Fred Durst
Wygląd
Fred Durst (ur. 1970) – amerykański piosenkarz, reżyser, gitarzysta i producent muzyczny, wokalista Limp Bizkit.
- Bycie w wojsku to jak bycie w więzieniu. Popełniłem największy błąd w moim życiu.
- Chcę by każdy myślał, że żyje mi się wspaniale, ale tak naprawdę jestem przygnębionym kawalerem. Jestem samotny. Doświadczam najlepszych dni mojego życia, i nie mam z kim tego dzielić. Jestem beznadziejnym romantykiem. Nie jestem stereotypem rockowej gwiazdy. Ludzie wytykają mi, że nie pasuję do swojego image’u, bo oczywiście nie słuchają moich tekstów.

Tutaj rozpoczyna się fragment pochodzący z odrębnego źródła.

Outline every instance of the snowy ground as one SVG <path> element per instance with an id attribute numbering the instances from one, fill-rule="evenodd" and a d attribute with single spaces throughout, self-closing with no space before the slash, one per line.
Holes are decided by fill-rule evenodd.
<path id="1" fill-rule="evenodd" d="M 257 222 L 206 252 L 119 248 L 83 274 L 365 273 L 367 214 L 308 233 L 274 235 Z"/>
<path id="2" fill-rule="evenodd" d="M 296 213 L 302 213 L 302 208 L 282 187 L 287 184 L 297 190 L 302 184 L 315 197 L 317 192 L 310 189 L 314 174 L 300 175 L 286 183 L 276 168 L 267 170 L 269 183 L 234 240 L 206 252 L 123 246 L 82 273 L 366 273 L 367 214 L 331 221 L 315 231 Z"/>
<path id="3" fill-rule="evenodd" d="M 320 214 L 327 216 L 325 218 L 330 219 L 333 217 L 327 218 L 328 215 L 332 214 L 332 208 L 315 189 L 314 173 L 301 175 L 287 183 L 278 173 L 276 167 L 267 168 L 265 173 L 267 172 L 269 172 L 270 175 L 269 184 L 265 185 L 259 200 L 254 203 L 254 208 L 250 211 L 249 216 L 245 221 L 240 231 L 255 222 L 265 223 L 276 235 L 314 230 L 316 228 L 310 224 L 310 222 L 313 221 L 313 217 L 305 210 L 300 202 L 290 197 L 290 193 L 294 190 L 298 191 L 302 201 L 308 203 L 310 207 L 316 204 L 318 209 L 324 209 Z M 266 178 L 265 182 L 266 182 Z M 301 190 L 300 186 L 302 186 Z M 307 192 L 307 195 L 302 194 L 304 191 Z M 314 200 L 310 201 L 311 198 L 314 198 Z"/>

- Czasami wolałbym urodzić się kobietą, wtedy to, co czuję do mężczyzn byłoby OK.
- Dalej ludzie! Tańczymy! Skaczemy! Pogujemy! Panowie proszą panie! Panie proszą panów! Pedały… pedałów!
- Dalej za mną, wszyscy razem… pieprzyć Limp Bizkit!!!
- Opis: podczas Woodstocku w 1999.
- Dawno temu wylatywaliśmy samolotem w trasę po Europie. Kiedy zobaczyłem twarz naszego pilota, byłem niemal pewien, że to ostatnia podróż w moim życiu…
- Dobrze jest być rockową gwiazdą. Wchodzisz do restauracji ubrany jak palant, kiedy powinieneś mieć ze sobą garnitur.
- Dorastałem jako niesforny dzieciak, który zawsze był pod kluczem w pokoju. Kiedy z niego wyszedłem, nie byłem zły – po prostu nie wiedziałem, co jest dobre, a co złe.
- Dużo myślałem w celi – to był mój pierwszy raz w kiciu. To było straszne. Postanowiłem wtedy, że muszę zacząć wszystko od początku. Wróciłem więc do Kalifornii by pożegnać się z paroma przyjaciółmi. Potem załadowałem się w wóz, który zawiózł mnie na Florydę i zacząłem wszystko od nowa. Dorwałem tam pracę tatuażysty.
- Kiedyś miałem piękne długie włosy, jednak obcięli mi je w wojsku. Byłem wściekły, obiecałem sobie, że jak wyjdę zapuszczę sobie jeszcze raz… Niestety po wyjściu z wojska powypadały mi włosy i teraz jestem łysy jak kolano…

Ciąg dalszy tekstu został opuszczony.